Для полной ясности, следовало поговорить со вторым сыном, но времени сегодня было в обрез. Сатин не слишком верил словам Маю, когда он пытался взять ответственность на себя, не могло быть, чтобы у Эваллё не было на этот счёт никаких мыслей.
– Сатин, это не твоя проблема…
– Я знаю, что на самом деле ты не собирался никому навредить, но я хочу, чтобы к своим рукам, гениталиям и прочему ты подключал иногда голову. Станешь взрослым, тогда можешь попробовать убедить меня в том, что такая любовь имеет право на существование.
– И ты меня выслушаешь?
Голос ребенка прозвучал робко – это не голос человека, способного взять на себя ответственность за инцест.
– А у меня будет выбор? Я не стану отказываться от сына, только из-за того, что он раз ошибся. Сейчас будь добр направь свою энергию куда-нибудь в другое русло. Ты можешь испытывать к брату теплые чувства, церковь Эваллё этого не запрещает, но мешать кровь… – Сатин выпустил долгую струю воздуха, прикрывая на мгновение глаза.

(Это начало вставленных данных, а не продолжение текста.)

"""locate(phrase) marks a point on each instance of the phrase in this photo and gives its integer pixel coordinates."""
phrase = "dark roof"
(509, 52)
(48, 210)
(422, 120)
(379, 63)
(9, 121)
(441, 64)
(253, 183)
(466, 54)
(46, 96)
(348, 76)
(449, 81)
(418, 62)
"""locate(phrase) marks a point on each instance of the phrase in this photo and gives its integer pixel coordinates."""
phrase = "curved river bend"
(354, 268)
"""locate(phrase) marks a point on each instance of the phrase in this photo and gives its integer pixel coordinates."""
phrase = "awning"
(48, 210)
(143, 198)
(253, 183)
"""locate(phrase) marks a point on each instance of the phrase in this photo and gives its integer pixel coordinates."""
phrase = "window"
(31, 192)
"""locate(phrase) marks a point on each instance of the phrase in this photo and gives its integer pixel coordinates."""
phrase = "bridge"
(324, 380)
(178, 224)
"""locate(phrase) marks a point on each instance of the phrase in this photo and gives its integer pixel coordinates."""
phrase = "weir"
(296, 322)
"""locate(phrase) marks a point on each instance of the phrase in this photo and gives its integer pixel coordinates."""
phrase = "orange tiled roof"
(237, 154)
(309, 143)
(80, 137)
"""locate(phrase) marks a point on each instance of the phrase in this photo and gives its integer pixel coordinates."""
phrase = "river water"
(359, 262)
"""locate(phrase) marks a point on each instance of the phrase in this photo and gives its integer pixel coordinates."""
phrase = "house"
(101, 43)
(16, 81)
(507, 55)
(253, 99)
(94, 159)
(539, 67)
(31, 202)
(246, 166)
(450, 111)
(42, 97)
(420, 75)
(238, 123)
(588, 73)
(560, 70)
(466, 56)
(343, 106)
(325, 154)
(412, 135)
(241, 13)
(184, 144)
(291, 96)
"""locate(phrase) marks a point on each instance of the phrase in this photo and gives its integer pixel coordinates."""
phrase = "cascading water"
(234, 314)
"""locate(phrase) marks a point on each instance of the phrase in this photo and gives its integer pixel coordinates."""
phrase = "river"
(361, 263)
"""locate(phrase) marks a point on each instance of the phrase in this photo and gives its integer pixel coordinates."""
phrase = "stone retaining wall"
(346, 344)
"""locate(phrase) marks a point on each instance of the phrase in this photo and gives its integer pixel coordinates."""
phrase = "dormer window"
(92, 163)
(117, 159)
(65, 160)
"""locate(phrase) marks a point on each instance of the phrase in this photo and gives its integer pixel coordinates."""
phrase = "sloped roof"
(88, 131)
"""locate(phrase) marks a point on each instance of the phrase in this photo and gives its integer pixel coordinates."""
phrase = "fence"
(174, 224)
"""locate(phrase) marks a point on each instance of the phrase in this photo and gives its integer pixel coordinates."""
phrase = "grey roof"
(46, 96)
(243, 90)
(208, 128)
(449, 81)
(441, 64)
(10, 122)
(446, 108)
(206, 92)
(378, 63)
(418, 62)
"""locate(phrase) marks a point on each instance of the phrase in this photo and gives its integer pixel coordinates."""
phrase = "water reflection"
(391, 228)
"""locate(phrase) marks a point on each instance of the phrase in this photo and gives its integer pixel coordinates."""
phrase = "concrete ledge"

Боль стала невыносимой, точно что-то прорезало себе дорогу из черепа наружу, путая мысли.
Может быть, это он не прав, и Маю по уши влюблен в своего брата?
Сатин снял маскирующие очки и, прикрывая с одной стороны лицо ладонью, сосредоточился на звуке голоса Маю.
– Сатин, ты в порядке?
– По-твоему после того, в чем ты признался, я еще могу быть в порядке? Проклятье, Маю! – хрипло прошептал Холовора, накрывая лоб ладонью. Навалившись на подлокотник, мужчина коснулся век, как будто у него вдруг заболели глаза.

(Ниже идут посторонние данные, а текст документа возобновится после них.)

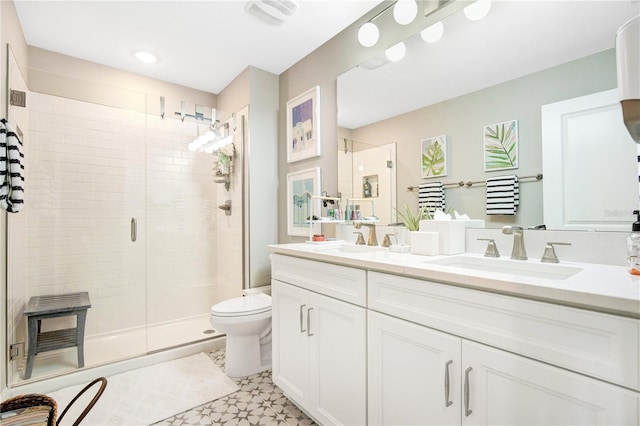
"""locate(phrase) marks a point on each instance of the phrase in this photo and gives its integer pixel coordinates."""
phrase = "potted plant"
(411, 221)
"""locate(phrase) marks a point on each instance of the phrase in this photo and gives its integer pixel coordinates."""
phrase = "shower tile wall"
(229, 274)
(91, 169)
(17, 246)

– Голова? – участливо поинтересовался Маю. – Сильно болит?
Весь последний месяц он живет на таблетках.
Упаковка осталась в машине…
– Принеси, пожалуйста, цитрамон… в бардачке лежит такая плоская коробочка, – пробормотал Сатин, потирая пальцами виски и нашаривая под беретом Маю брелок с ключами от джипа.